To either side the creatures gathered. They watched and listened for their chance, but with every step the girls got closer to home and still the blue light lasted in the west. Somewhere in the running and talking, where they reinforced the rules of the Blue World, Natalie almost forgot that she'd made it all up. Karen believed her so whole-heartedly that hearing her own lies repeated made them seem true. By the time they reached the yard and the house she was so immersed in the magical lore of the twilight that she could feel the force of it like an invisible barrier, heavy against her back with the pressure of everything it was holding at bay.

Later, much later, after they had gone to bed, Natalie stood at her window and looked out towards the wood. It was dark and she could see nothing at all beyond the yard, which was dimly lit by spilled light from the kitchen window. The whole wood might not exist, or it might have walked closer and be just out of the light pool, waiting for unbelievers to go to bed and dare to sleep. Anything might come in dreams. Anything might be true there.
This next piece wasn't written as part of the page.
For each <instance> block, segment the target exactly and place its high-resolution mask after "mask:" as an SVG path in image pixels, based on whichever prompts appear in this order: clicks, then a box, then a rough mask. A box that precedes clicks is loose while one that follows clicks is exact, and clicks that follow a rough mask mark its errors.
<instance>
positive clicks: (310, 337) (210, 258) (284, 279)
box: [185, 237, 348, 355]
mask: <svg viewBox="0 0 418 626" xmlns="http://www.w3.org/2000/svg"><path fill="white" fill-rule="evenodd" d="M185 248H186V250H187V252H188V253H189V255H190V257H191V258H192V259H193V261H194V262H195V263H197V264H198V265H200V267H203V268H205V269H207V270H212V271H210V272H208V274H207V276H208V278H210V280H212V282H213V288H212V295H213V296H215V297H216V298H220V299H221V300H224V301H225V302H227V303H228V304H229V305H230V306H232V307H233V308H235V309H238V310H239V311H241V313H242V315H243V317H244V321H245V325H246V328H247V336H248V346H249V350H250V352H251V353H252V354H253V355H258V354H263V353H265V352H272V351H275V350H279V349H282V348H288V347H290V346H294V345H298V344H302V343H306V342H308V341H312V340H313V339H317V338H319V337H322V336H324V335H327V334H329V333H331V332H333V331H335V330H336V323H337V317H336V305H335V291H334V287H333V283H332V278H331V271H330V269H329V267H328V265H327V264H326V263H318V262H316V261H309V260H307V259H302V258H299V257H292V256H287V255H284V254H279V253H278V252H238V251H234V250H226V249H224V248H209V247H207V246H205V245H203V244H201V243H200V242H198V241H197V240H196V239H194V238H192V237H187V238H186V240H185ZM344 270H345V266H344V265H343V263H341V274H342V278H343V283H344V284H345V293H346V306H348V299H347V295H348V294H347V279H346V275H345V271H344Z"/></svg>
With their deserted bodies lying open to harm there was nothing anyone could do to stop
it
coming in and running its fingers through their hair, whispering dreams in their ears, telling the truth about the Blue World and the places and things that lived and thrived in darkness, when nobody was there to banish them by being awake.

Natalie wondered if the wood was angry with her, for creating the story of the Blue World and so curbing its powers to terrorize and claim her. As if it wasn't bad enough that daylight and ordinary people
could steal its soul away. Now she'd pushed it even farther away towards the place where nothing existed, where even the Bottoms had no power, no space, no life.